In the "burn down letter" I received, the friend proceeded to tear me down in every way possible.  There was criticism for my struggles with my spouse, and criticism for how I express myself, and there was blame that was pushed off on me that--in all fairness--should have readily been shared.

There was even off-handed trivialization of my generosity, and of things I've freely given, which was, itself, a sad thing to hear and read.  Most of all, what I really got as I read and re-read the letter was that the things I hadn't been saying to my friend were coming back to haunt me.  What I believed the friendship to have been had vanished into thin air.  It was a ghost of what I had believed it to be.

Believing that I was acting compassionately, I refrained from sitting my friend down and sharing how I'd felt frustrations or pain at her hands.  My friend had been so "triggered" in the preceding five weeks or so that I had held my tongue, afraid that she was too fragile to even hear my pain, or concerns, or things she might perceive as criticisms.  I'd watched her deny her own, clearly deep, deep pain (around things not related to me), and felt powerless because she would not have accepted my desire to help or share what I was observing.  And, by holding my tongue, I set myself up as a perfectly safe place for my friend to dump all of her emotional garbage.

Sadly, my friend ripped away two other friends along with her own friendship.  We had become friends with her long-time friend and the friend's boyfriend, and now, they are forced to choose between us.  Not forced by us, but, by the actions of the first friend.  We are simply standing by, watching as it unfolds in front of us.  As I recognize that I'm not the chosen friend, I recognize also that I make things easy for people sometimes.  I'm probably too forgiving, too much of a "safe space."

While I do know these things now, I doubt I'll change much, because its who I am.
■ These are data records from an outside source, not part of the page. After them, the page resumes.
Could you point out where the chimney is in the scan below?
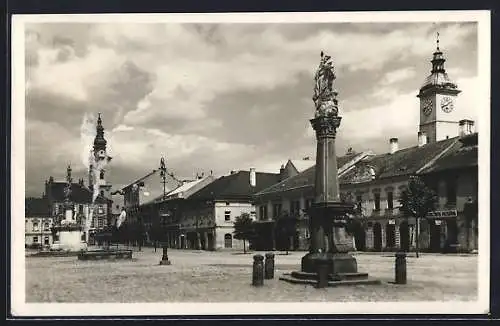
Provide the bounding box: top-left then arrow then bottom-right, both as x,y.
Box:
389,138 -> 399,154
418,131 -> 427,147
250,168 -> 257,187
458,119 -> 474,137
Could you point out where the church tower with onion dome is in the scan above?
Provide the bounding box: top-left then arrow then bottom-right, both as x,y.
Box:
417,33 -> 461,144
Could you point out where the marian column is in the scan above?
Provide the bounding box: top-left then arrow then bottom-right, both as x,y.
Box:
302,52 -> 364,275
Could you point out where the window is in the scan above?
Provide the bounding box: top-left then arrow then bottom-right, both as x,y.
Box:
374,193 -> 380,211
259,205 -> 267,220
387,191 -> 394,209
446,178 -> 457,205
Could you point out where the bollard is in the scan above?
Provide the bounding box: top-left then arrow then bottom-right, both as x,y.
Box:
316,259 -> 330,289
264,252 -> 274,280
252,255 -> 264,286
160,245 -> 170,265
395,252 -> 406,284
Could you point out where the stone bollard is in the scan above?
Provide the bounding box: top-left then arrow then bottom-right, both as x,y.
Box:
264,252 -> 274,280
160,245 -> 171,265
252,255 -> 264,286
395,252 -> 406,284
316,259 -> 330,289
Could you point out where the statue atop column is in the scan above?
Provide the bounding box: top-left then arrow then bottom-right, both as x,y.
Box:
312,51 -> 338,117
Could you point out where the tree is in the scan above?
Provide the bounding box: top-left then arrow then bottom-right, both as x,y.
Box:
399,176 -> 438,258
233,213 -> 255,253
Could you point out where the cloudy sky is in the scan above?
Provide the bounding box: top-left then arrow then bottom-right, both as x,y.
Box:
25,23 -> 477,199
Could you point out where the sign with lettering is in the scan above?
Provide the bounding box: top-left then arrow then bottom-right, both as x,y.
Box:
427,209 -> 457,218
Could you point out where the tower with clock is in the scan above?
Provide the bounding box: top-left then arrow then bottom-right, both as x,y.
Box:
417,33 -> 461,143
89,113 -> 111,198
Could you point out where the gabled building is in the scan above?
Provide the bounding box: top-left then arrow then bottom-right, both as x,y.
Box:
139,175 -> 215,248
112,169 -> 183,227
180,168 -> 280,250
44,172 -> 112,233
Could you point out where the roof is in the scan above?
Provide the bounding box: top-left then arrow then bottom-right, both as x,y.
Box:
24,197 -> 51,217
167,176 -> 213,197
421,133 -> 478,174
256,154 -> 361,196
113,170 -> 158,194
190,171 -> 280,200
46,181 -> 112,203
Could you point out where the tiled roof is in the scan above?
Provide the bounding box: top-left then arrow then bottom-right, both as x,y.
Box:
256,154 -> 356,196
360,137 -> 458,181
47,182 -> 111,203
421,133 -> 478,173
189,171 -> 280,200
24,197 -> 50,217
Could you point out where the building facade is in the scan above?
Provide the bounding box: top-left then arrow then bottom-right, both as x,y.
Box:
255,38 -> 478,252
179,169 -> 280,250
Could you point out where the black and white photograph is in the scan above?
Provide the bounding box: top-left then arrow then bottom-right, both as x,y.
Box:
11,11 -> 491,317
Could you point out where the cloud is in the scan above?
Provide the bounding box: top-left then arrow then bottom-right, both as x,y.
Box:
26,23 -> 477,196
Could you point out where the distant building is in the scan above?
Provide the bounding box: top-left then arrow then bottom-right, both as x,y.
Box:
43,176 -> 112,239
111,169 -> 183,227
139,175 -> 215,248
255,37 -> 478,252
24,197 -> 53,247
252,152 -> 373,250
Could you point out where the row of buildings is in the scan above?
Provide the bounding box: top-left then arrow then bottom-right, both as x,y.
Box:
26,40 -> 478,252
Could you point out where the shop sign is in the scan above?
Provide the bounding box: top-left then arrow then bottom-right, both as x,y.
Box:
427,209 -> 457,218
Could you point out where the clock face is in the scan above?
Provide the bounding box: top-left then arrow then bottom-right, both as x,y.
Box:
422,98 -> 432,115
441,96 -> 454,113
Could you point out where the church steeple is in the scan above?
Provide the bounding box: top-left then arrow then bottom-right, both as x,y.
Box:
94,113 -> 107,152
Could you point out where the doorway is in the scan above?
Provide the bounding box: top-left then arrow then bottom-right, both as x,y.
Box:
224,233 -> 233,248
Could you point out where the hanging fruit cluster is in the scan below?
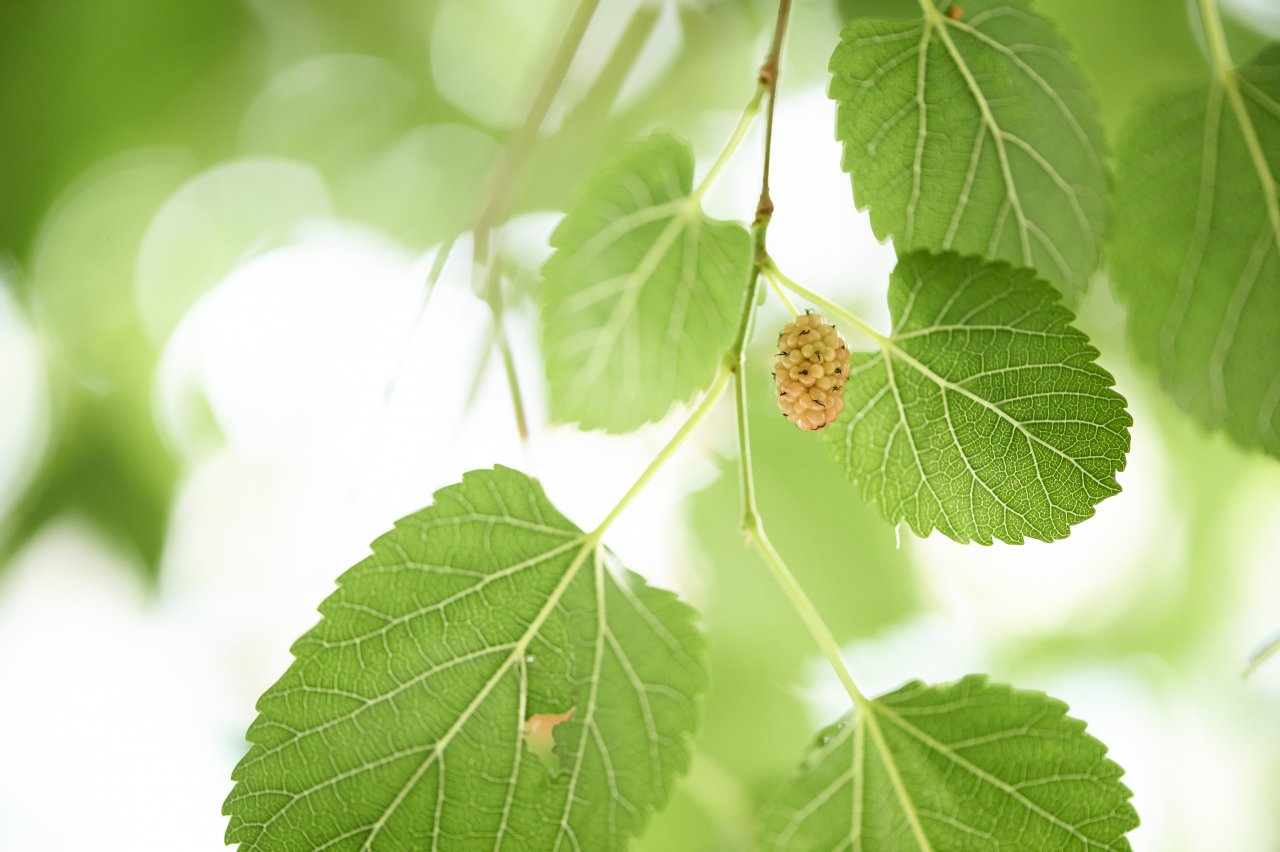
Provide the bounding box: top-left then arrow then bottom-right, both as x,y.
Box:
773,313 -> 850,432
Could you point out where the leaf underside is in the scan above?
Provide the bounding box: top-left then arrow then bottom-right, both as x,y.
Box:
829,0 -> 1107,301
827,252 -> 1133,544
764,675 -> 1138,852
224,467 -> 705,852
1112,45 -> 1280,457
538,133 -> 751,432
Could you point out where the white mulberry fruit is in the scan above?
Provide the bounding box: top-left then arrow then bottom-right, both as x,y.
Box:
773,313 -> 850,432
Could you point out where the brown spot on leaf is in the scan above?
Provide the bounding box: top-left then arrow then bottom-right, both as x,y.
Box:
520,707 -> 577,760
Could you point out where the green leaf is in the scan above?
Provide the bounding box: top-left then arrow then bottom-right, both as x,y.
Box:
764,675 -> 1138,852
1112,45 -> 1280,457
224,467 -> 705,852
827,252 -> 1133,544
831,0 -> 1107,299
539,133 -> 751,432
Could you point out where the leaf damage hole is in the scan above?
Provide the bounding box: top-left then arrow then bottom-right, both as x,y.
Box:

That same trait has been why I've been trusted by clients and been a leader in areas in my life.  Another friend and I were having a beer the other night, and we were talking about the events over the end-months of the summer.  She said, "When people start to barf all their own pain and baggage and garbage all over you, you know it.  Just keep remembering that it's THEIR stuff, not yours."  I laughed and cried at the same time.  As inelegant as it sounds, that's very much what happened.  I know when people choose me as their scapegoat, though they quite frequently don't seem to think I know.  In a weird way, its a compliment.  They recognize me as the strong one.

Friends, like the one who shared a beer with me, remind me that some do stay.  Some tell the truth; some are strong enough to accept my human-ness and my flaws, and to reveal theirs to me, and are strong enough to be ok with those things.  Others come for a short while, and share some laughs; some even convince me that they are sisters, and then, a moment turns the gold to lead, and they are gone.